Most people have ever heard of pangolins. Yet around the globe they are facing an unprecedented crisis. The pangolin is one of the most sought-after and poached wild animals in the world. Nearly one million have been illegally traded over the past decade.
Pangolins, or scaly anteaters, are nocturnal, ant and termite eating mammals found in Asia and Sub-Saharan Africa whose bodies are covered with overlapping scales made of keratin, the same protein that forms human hair and finger nails, and rhino horn.
There are eight pangolin species worldwide. Four of the species can be found in 17 range states across Asia, and four in 31 range states across Africa. Pangolins occupy a diverse array of habitats; some are arboreal or semiarboreal and climb with the aid of prehensile tails, while others are ground-dwelling. Some pangolin species, such as the Chinese pangolin and Temminck’s ground pangolin, sleep in underground burrows during the day. Others, including white-bellied pangolins and Sunda pangolins, are known to sleep in trees. Pangolins dig burrows with their strong front legs and claws, using their tails and rear legs for support and balance.
Pangolins are insectivores. They use their claws to break into nests of ants and termites, and they use their long, sticky tongues to lap up the insects. A baby pangolin will remain with its mother for three to four months and cling to its mother’s tail as she forages for insects. Pangolins have few defenses beyond their scaly exterior. While their habit of rolling up in a ball is an effective response to predators, the behavior actually makes it easier for poachers to collect and transport these toothless mammals.
Pangolins perform important ecological roles such as regulating insect populations. It has been estimated that an adult can consume more than 70 million insects annually. Pangolins also excavate deep burrows for sleeping and nesting. Burrowing animals are sometimes referred to as “ecosystem engineers” as their burrows may be used by other species; for example new research shows that giant armadillos, South American mammals that fulfill a similar ecological niche to ground pangolins, dig burrows that are used for shelter by at least 25 other species.
Pangolin populations are severely dwindling due to massive unsustainable and illegal international and domestic trade. Traffickers seek out pangolins for their scales and blood — which are boiled off or drained to use in traditional medicine — and their meat, which is considered a delicacy. Thousands of pangolins are trafficked each year, making them among the most critically endangered species in the world and liable to go extinct if we don’t take action.
All eight pangolin species are listed on Appendix II of the Convention on International Trade in Endangered Species of Wild Fauna and Flora (CITES). But despite protections under CITES and domestic laws, poaching and illegal trade in pangolins continues at a high rate. Recent IUCN Red List of Threatened Species assessments indicate that all eight species are declining and at risk of extinction.
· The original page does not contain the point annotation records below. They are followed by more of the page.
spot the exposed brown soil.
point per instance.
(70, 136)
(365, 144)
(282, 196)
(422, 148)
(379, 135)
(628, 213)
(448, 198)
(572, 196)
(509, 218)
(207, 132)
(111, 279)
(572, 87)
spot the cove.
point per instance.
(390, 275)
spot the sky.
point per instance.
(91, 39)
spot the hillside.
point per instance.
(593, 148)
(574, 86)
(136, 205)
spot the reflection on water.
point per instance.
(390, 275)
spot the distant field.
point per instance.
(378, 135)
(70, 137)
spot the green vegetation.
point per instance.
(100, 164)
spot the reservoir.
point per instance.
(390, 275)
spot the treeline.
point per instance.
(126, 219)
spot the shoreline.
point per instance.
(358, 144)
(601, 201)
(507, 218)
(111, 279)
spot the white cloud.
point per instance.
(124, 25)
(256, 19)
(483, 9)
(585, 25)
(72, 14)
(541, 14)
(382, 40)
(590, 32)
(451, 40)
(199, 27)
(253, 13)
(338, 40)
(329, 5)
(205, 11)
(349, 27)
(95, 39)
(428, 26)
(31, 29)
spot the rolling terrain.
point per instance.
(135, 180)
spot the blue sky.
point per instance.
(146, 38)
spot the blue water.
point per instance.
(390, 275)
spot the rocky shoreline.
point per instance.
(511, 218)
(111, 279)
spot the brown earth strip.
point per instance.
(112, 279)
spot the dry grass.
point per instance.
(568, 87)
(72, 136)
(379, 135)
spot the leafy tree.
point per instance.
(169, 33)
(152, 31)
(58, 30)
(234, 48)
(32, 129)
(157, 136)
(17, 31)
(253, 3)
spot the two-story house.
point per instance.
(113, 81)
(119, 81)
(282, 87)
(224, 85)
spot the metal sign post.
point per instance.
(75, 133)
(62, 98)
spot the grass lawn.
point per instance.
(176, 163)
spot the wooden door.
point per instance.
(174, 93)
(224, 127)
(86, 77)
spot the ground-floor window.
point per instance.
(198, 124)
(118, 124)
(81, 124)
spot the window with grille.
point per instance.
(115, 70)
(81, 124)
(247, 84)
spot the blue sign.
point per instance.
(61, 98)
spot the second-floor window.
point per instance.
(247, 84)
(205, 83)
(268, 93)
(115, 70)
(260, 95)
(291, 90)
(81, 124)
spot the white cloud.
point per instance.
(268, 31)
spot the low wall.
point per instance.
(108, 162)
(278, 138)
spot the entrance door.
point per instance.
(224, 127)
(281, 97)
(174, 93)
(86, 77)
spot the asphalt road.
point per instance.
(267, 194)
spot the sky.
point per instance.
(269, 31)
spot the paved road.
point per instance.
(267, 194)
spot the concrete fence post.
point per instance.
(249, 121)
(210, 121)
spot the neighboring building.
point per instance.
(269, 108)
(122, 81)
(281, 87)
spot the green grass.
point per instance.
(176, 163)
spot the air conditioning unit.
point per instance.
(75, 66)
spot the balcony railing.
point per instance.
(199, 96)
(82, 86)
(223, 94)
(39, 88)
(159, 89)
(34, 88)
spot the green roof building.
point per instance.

Pangolins do not thrive in captivity, and their slow reproductive rate and low natural population density in the wild suggest that current trade levels are unsustainable. As Asian pangolin populations have become increasingly hard to find and are now subject to zero export quotas by CITES, traders have turned to the African pangolin species to meet market demand. Meanwhile, African species are under additional pressure from local and regional demand for bushmeat and other traditional uses, as well as from habitat loss. While live and whole dead specimens usually can be identified to the species level based on size, number of scales, and other morphological characteristics, commonly traded non-living specimens, such as scales and meat, are difficult for non-experts to identify to the species level, which complicates enforcement.
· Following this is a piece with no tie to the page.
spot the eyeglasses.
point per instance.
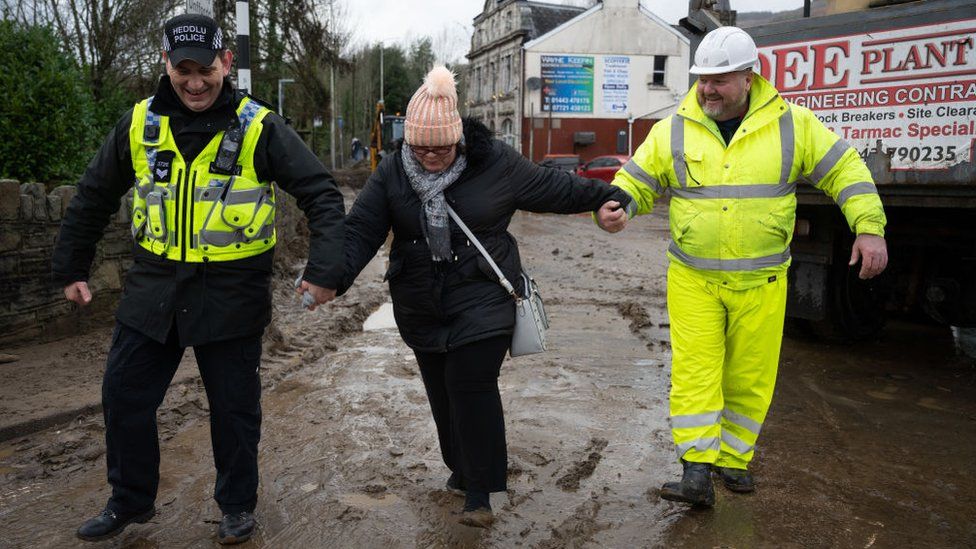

Most illegally sourced pangolins are destined for markets in China and Vietnam, but demand for pangolins in the United States remains significant. Parts and products of poached pangolins are sold online and in stores. Nearly 30,000 imports of pangolin products were seized in the United States between 2005 and 2014.
Currently, only one of the eight pangolin species — the Temminck’s ground pangolin from Africa — is protected as Endangered under the Endangered Species Act. Because all species of pangolins so closely resemble each other, law enforcement officials have difficulty distinguishing them. Expanding federal protection would prohibit the import and sale of pangolins and their parts in the U.S. and raise global awareness about the pangolin’s plight. An Endangered Species Act listing is an important and necessary step to end the U.S.’s role in declining pangolin populations and would set an example for the rest of the world.
Pangolins have been silently killed and trafficked for far too long. It’s time to recognize the grave situation threatening the survival of the species and offer them the protections they rightfully deserve. If we don’t act now to protect them, these extraordinary animals will disappear from the planet forever.